Biochemical investigation of carbamylated proteins from Arabidopsis thaliana

Abstract

Carbon dioxide (CO2) plays a vital role in biological processes including photosynthesis, respiration, and multiple signalling pathways. CO2 is able to interact with proteins by forming carbamates on neutral amine groups. However, due to the labile nature of this post-translational modification, carbamates are extremely difficult to observe and have therefore gone under-researched. The recent development of a novel technique to trap carbamates on proteins has led to identification of a range of carbamylated proteins from Arabidopsis thaliana. This thesis describes an investigation into the effect of carbamylation on the activity of two such proteins.

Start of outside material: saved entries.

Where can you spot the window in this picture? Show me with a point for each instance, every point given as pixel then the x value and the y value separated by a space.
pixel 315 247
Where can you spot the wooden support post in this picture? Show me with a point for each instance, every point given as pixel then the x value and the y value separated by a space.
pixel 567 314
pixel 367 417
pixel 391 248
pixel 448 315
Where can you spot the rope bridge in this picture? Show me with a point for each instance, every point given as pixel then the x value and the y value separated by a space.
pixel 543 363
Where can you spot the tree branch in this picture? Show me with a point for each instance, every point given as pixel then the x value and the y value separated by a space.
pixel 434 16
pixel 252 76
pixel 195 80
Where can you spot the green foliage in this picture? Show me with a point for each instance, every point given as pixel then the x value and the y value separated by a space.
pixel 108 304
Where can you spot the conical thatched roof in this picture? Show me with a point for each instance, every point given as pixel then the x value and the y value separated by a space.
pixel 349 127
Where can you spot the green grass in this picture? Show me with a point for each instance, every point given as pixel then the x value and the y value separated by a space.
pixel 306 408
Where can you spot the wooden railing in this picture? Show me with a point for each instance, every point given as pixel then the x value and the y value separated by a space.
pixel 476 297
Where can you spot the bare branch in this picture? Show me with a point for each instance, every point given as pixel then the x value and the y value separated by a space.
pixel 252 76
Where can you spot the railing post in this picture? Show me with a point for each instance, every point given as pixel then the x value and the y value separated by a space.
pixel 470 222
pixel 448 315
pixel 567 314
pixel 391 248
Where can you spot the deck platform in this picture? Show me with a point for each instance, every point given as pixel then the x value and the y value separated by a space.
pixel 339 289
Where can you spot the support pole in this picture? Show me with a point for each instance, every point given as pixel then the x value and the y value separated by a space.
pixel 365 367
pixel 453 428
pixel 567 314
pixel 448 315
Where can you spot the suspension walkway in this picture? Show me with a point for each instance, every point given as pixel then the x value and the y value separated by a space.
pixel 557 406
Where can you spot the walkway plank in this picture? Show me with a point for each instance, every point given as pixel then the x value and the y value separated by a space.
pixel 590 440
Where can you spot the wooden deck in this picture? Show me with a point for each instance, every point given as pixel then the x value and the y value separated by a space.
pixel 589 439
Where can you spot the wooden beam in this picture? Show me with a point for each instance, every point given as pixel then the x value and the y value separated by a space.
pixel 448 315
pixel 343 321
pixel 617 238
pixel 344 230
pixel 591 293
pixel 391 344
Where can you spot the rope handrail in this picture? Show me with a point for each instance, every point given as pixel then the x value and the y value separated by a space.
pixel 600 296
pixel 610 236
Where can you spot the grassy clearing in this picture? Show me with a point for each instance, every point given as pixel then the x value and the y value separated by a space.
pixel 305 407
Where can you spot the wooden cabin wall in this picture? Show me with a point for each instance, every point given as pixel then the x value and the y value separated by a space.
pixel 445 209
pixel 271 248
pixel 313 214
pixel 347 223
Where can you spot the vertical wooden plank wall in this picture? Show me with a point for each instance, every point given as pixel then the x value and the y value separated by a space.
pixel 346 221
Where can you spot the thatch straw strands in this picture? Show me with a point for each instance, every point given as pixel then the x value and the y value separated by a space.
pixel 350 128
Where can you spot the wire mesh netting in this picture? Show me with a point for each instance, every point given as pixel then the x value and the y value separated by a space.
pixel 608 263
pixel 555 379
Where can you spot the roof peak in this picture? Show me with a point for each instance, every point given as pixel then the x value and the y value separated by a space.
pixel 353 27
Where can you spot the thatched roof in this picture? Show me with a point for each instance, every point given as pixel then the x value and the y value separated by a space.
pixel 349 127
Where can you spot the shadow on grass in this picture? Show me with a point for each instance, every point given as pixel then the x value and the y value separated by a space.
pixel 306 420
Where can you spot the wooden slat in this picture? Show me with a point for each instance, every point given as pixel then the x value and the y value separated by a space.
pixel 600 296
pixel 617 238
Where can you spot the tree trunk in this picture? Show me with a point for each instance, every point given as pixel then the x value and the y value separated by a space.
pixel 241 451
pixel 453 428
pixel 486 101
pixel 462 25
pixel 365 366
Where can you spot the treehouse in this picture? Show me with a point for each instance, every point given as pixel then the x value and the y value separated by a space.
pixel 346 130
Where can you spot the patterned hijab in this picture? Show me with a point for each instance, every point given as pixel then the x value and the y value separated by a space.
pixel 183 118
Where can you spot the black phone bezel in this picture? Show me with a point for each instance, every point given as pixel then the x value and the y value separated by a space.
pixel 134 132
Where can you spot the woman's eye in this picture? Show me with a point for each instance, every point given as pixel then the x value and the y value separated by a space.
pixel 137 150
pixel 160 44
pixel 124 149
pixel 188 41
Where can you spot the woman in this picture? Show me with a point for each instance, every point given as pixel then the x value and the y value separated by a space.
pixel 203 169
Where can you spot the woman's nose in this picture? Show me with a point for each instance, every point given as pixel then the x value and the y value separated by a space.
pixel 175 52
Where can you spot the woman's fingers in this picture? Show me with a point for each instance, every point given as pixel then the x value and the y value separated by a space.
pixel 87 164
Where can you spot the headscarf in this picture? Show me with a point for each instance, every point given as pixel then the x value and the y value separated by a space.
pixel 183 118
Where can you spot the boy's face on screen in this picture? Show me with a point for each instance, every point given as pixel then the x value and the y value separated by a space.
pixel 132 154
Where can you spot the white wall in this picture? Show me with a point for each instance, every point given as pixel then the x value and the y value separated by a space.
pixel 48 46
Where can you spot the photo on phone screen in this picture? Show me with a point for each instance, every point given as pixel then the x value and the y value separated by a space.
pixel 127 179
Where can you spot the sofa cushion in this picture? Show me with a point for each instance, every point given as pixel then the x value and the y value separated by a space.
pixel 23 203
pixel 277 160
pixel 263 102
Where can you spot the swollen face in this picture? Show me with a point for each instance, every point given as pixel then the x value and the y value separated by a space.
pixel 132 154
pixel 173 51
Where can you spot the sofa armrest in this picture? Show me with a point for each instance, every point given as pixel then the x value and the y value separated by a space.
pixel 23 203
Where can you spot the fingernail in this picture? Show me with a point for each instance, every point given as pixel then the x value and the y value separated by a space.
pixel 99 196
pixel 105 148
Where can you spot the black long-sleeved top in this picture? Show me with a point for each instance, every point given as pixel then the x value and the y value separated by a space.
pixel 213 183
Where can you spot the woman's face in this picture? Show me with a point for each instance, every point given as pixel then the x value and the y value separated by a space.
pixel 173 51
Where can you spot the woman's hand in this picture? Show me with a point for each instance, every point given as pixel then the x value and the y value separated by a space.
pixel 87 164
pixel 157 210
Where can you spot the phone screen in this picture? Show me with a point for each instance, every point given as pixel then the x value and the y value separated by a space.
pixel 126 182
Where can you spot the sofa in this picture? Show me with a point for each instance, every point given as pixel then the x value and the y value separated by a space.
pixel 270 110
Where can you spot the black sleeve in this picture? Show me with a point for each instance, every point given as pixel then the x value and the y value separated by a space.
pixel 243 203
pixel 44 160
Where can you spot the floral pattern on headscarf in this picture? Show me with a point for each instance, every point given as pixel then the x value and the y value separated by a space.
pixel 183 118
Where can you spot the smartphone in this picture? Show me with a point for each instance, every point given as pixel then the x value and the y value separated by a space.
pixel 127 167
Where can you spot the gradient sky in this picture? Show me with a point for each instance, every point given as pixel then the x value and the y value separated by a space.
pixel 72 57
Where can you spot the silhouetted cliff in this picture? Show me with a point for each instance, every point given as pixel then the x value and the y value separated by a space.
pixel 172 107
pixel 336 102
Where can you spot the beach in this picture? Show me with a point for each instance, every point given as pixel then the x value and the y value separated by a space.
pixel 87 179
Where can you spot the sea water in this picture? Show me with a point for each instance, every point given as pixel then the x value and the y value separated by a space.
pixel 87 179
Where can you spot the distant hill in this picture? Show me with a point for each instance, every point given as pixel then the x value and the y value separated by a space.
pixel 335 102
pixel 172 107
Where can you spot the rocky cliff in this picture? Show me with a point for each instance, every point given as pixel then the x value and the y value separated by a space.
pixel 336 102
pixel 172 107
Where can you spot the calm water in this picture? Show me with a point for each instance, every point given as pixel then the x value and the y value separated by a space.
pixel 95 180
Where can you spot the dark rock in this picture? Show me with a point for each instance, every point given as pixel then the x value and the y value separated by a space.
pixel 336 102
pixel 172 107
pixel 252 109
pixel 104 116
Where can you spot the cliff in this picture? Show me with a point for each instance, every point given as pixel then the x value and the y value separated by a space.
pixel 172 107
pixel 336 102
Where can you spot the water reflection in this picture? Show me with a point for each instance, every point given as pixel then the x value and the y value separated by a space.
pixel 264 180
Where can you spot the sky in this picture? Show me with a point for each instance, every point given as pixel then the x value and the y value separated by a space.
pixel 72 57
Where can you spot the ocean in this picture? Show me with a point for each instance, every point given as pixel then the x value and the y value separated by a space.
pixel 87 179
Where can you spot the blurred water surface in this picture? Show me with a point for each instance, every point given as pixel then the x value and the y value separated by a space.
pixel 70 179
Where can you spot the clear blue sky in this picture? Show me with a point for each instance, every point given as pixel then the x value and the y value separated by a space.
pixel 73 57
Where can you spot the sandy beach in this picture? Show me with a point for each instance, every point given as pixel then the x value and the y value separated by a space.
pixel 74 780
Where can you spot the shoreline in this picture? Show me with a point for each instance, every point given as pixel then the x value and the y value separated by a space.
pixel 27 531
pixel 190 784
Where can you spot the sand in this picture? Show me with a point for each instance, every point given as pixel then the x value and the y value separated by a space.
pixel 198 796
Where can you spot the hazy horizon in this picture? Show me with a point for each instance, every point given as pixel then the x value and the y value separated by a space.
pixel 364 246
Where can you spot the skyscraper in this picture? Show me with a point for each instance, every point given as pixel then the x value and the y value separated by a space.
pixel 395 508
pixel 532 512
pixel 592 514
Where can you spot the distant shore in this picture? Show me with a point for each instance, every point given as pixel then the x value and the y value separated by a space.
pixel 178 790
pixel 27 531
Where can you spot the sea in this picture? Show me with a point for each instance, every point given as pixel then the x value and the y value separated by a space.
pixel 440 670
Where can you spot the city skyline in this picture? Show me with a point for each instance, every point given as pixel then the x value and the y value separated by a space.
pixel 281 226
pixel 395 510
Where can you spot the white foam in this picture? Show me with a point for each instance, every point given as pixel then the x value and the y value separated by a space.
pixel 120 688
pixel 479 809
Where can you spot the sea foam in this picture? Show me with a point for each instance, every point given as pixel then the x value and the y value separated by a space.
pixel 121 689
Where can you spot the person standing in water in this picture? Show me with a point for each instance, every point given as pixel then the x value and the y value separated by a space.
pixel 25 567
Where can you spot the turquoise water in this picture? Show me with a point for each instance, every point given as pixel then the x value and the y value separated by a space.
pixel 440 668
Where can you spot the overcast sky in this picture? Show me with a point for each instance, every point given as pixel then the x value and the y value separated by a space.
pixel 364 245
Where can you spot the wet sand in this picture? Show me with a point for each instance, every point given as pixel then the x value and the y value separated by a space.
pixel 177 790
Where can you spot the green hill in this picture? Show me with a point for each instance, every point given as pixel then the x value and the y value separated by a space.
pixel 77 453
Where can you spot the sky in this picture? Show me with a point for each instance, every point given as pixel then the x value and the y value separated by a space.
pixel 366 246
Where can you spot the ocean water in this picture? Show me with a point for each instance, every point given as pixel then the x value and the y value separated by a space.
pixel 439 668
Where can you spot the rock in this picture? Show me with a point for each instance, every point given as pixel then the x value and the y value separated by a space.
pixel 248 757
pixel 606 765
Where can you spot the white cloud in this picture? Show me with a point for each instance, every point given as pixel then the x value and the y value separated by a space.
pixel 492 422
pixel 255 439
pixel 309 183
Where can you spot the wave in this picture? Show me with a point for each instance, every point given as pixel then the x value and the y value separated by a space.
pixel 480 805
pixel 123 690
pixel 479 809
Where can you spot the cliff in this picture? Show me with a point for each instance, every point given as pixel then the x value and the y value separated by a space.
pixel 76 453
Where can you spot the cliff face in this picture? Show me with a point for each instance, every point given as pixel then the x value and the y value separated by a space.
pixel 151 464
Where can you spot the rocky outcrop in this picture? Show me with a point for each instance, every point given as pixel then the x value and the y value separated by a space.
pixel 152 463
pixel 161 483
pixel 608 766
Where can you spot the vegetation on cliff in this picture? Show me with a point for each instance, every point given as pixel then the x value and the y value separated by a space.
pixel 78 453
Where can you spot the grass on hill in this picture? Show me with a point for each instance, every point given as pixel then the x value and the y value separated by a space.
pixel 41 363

Fructose 1,6 bisphosphate aldolase (FBA1) is a metabolic enzyme that contains a carbamate modification on lysine 293. Activity assays conducted in the presence and absence of CO2 indicated that the cleavage activity of FBA1 is not affected by CO2 concentration. Similarly, analysis of subunit conformation indicated that the proportion of protein present as a tetramer was not affected by increasing the CO2 concentration. However, investigation of a mutant that cannot form a carbamate, FBA1-K293A, suggested that the carbamylated lysine residue may important for protein function. Mutating residue 293 to glutamate also produced a protein with reduced activity compared with the WT. It was not possible to conclude from trapping experiments and mass spectrometry analysis whether the carbamate modification may still have been present on the WT protein during earlier experiments in the absence of CO2.
Three putative carbamates have previously been identified on the non-specific lipid binding protein LTP1. The lipid binding affinity of LTP1 was investigated using the fluorescent probe TNS. This was found to be significantly reduced in the absence of CO2. The mutant protein LTP1-K65A, which is unable to form one of the three putative carbamates identified on this protein, also had reduced binding in the absence of CO2. Preliminary dose response experiments indicated that this protein does have a lower affinity for TNS than the WT, however the effect observed in the absence of CO2 is likely to be due to the action of one of the other carbamates.
Although the effect of carbamate modifications on the function of these two proteins was not fully determined in this investigation, the results suggest that the recently developed carbamate trapping technique provides an effective method for identifying functionally relevant novel carbamates.